Forgot to mention is runs perfectly fine.


----------



## Guest (Apr 25, 2008)

Its probably a "freebie" publicity item, supplied to tobbaconists etc.

It looks a cut above the usual plastic freebie items though.


----------



## Guz (Apr 7, 2008)

catflem said:


> Its probably a "freebie" publicity item, supplied to tobbaconists etc.
> 
> It looks a cut above the usual plastic freebie items though.


Thanks catflem ..... I was hoping it was worth a clean fortune :blink: :blink:

Ok then, I'll swap it for an SMP or a Daytona, if you push me had enough I'll trade for a Patek :bb: :bb:  

Any other information will be greatfully received.


----------



## Guest (Apr 25, 2008)

catflem said:


> Its probably a "freebie" publicity item, supplied to tobbaconists etc.
> 
> It looks a cut above the usual plastic freebie items though.


Certainly looks like a publicity watch ,nice colour. Might be worth more in the future when smoking is banned completetly :lol:


----------



## Guz (Apr 7, 2008)

Cheers guys 

Does anyone know of the Cronel Brand :blink: :blink: :blink:


----------



## ujjwaldey (Mar 3, 2008)

I have a Cronel as well. Works fine. stying seems 60/70. No corporate marking.

Found very little history of the watch, except that they were involved in some sort of litigation , which resulted in a landmark judgement. If I can locate the judgement, we can find some history of the company

Ujjwal


----------



## ujjwaldey (Mar 3, 2008)

The other information I could glean in a watch forum is that some one's grandfather had a Cronel - 25j ( a US guy). So that would mean its likely a US brand in early last century ( 20s / 30s ?) And since he hasid hif GF wore it regularly and gave it to him and he still has it ( for memory's sake, I suppose); it must have been a regular brand

I would suspect its one of those watches which got made in Switzerland and then sold in US. Just as Bulova and Wittnaeur managed their ops.

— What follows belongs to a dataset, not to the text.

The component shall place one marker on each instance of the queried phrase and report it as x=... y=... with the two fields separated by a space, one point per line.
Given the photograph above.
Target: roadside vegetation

I have noticed quite a few of them with Marlboro branding being sold in various places. And they were all steel casing/ well built. It might be that Marlboro gave these out to dealers and or for special promotions.

Since Marlboro would have chosen a brand that ought to have a macho connection, I wonder if there is some texan connection to the watch

Much of the above is speculation...but then so is much of history as we know it


----------



## Guest (Apr 26, 2008)

There are some odds & sods of info available if you do a google search, including a different version of a cornel marlboro watch for sale in NZ. The seller mentions that it was given to a marlboro employee in the UK 25 years ago.


----------



## johnbaz (Jan 30, 2005)

here's my marlboro watch, a modern day cheapie quartz, cost me Â£3 from the carboot sale a few years ago...

red racing



















i have a cronel watch somewhere, it's a cheapie mechanical manual wind which has a 17 jewel EB movement inside 

john


----------